A bare, uncovered patio facing west will often feel exposed and uncomfortable, especially during sunny afternoons. That’s the case designer-builder Peter Brown faced at the Cook residence in Bozeman, Montana. “This patio is essentially unusable on a sunny summer afternoon,” Brown says. The homeowners asked Brown to design and build a roof for the exposed patio, which sits outside the dining room, so he considered the options.
The patio roof design process
As the first and probably the easiest option, Brown considered installing a ledger under the eave for a simple shed-roof structure. He determined that doing so would limit the sightlines from inside the house.
“A cross-section view of this option shows that the combination of a low ledger height, minimal roof slope, and the depth of the supporting beam will block the views from the dining area,” Brown explains.
From exploring the options in the cross-section views, Brown determined, "A better option will be to use the supporting post and beam structure but work backward from a beam height that preserves the view.”
“Again, this is illustrated in a cross-section view,” he says. “We first calculated a sightline clearance height. Then going with a beam depth of eight inches, a roof pitch of 3/12, and a 2x6 roof structure, we could determine this new roof's contact and bearing points onto the existing roof.”
The existing roof—the eave specifically—is the tricky point. The aesthetics are subjective, but Brown and the homeowners agreed to remove it underneath the new roof. That decision necessitated extending the wall plane to the new 1x6 roof decking while also closing the cut-off eave ends in a tidy fashion.
In addition, the home’s existing 6/12 roof uses trusses, so Brown needed to determine if and how he could cut them off. “We were able to contact the original truss manufacturer to verify that removing the eave area would not compromise the structural integrity of the existing trusses,” he notes.
Materials For A Sturdy, Rough-Hewn Look
At that point, with the design finalized, Brown worked with the Cooks to decide on materials.
“It’s safe to say that this new structure will be the prominent architectural feature on that side of the home,” he notes. “With that in mind, we decided to go with a sturdy rough-hewn look. A typical exterior porch construction would be 4-by or 6-by posts and beams. We decided to up the ante and go with 8x8 rough-sawn posts, beams, and 2x6 rough-sawn rafters.”

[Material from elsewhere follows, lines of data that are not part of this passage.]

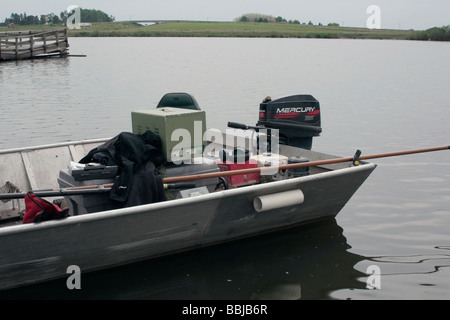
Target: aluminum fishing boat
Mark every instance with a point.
(222, 204)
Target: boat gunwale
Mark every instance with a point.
(147, 208)
(53, 145)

He also specified rough-sawn 1x6 material for the decking, topped with black roofing felt, ⅝” OSB, and matching asphalt shingles.
Finally, as a decorative touch and structural requirement, Brown specified custom chunky black steel pieces for the post-beam connectors and post bases/brackets.

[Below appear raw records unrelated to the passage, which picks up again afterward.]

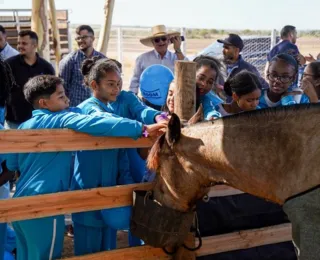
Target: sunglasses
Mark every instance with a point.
(158, 39)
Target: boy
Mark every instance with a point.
(42, 173)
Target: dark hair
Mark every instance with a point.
(315, 68)
(242, 83)
(287, 59)
(40, 86)
(211, 62)
(33, 35)
(285, 31)
(7, 81)
(84, 27)
(95, 68)
(2, 29)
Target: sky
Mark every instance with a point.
(213, 14)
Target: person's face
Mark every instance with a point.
(26, 45)
(205, 79)
(230, 53)
(3, 40)
(280, 76)
(58, 101)
(85, 40)
(161, 44)
(248, 101)
(108, 88)
(170, 98)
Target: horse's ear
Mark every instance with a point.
(197, 117)
(174, 130)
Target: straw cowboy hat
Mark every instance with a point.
(157, 31)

Video 2: Construction process when tying a new patio roof into an existing roof
We decided to use oversized 8-by rough-cut posts and beams in the design. Our first move was to ease the rough-cut material's edges with a power plane. This extra step will add a simple but elegant touch to the finished product. All of this new material was laid out and pre-stained before installation.
Custom metal connectors spice up the structure
Using 8x8 posts and beams required that we weld custom brackets and connectors. We connect the posts to the patio slab with 8-inch plates with vertical fins. These plates are attached to the slab with two five-eighths by six-inch concrete anchors.

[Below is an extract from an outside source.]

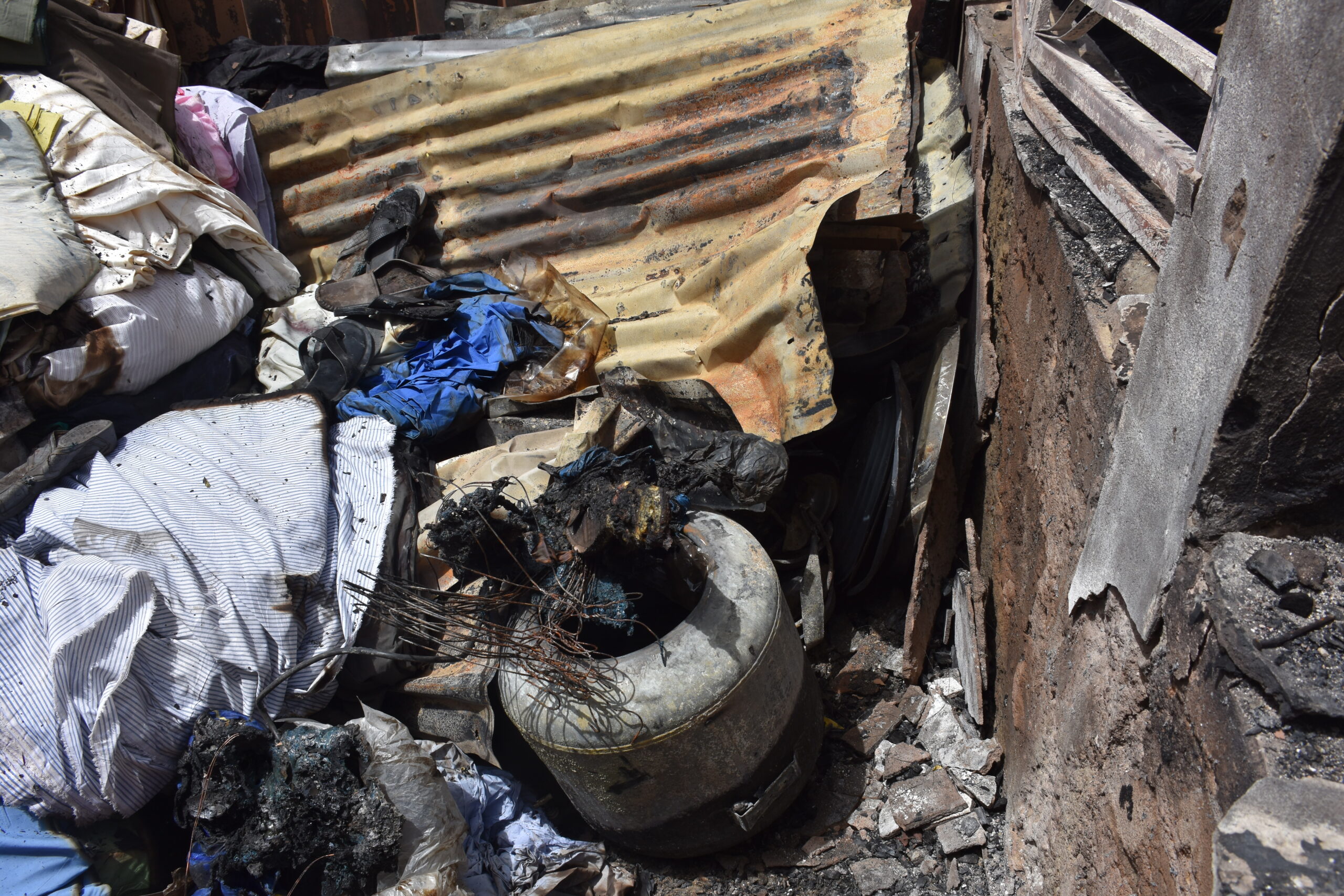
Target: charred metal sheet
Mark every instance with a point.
(675, 170)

Each vertical post is cut to length and secured to the brackets with lag bolts. The horizontal beam is pre-chamfered 15 degrees at the bearing point for the rafters. This beam is then set into place and temporarily secured. The two outside rafters are placed and
squared into position.
Tying the new roof into the existing roof
At this point, we can determine precisely where and how much of the roofing we need to remove once the eave is trimmed
back and the exact bearing point location for the rafters is determined.
A continuous two-by-six is attached across the existing roof surface. Each new two-by-six rafter is pre-cut and seated on a 14-inch layout over the 2x6. The attachment is an 8-inch structural screw through each rafter into the 2x6.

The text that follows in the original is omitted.